There is another disadvantage, one that does not occur in a coral only system and one that is more easily dealt with in a fish only system. If a fish becomes diseased, it is far more difficult to deal with in a mixed reef. In a fish only system a fish can be separated out more easily, or if necessary the whole aquarium dealt with (live rock if used can be a problem). For instance, say a fish shows evidence of marine ‘white spot’ or ’velvet’. In the fish only system the aquarist can use a copper based medication, which is known to be effective if used correctly. Copper is deadly to corals, so cannot be used in a mixed reef system. There are plant based and other treatments for diseases, but as far as I am aware they are not fully effective as can be copper. (I would be delighted to be advised that I am wrong, with the name of a reef safe treatment that does work.) Either the fish must be captured and removed using a capture device, a very difficult exercise in itself as it is likely to hide in the reef, or the reef must be dismantled at least partially to catch the fish. An aquarist may be lucky and be able to net the fish out, but this is unlikely. Even if the fish is successfully removed, fish diseases such as the two examples spread alarmingly quickly in the confines of an aquarium, so there is the danger that the disease remains in the aquarium. This leads to potential total fish stock loss, a sad state of affairs. It follows that fish additions to a mixed reef should go through a quarantine process.

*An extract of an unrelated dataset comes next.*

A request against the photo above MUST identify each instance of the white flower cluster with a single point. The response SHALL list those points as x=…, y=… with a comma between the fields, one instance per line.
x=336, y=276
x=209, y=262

So the three choices of aquarium system are all desirable, and all show advantages.

It is clear that the fish only system, properly stocked, is ’easiest’, but this is not a yardstick except for those who are fully beginners. Anyway, what a sight, such beautiful fish.

The coral only system places some more demands on the aquarist relating to lighting and water quality. Beautiful as this reef system can be, most aquarists will not be able to resist the addition of fishes over time.

So that is perhaps the best way. The aquarist who just must have corals starts off with a corals only system. Checking of water parameters and routine maintenance will bring experience keeping corals healthy and vibrant. When the system is stable, and all is well, small reef safe fish could be added slowly, a constant watch being kept on water quality, and allowing the bio-filtration to adapt. With just a few fish, the aquarist may well be satisfied. Keeping just a few small colourful reef safe fish adds the extra dimension required. Keeping the fish load low, less than the maximum guideline for a reef, is a compromise that helps protect the success of the reef through the water quality.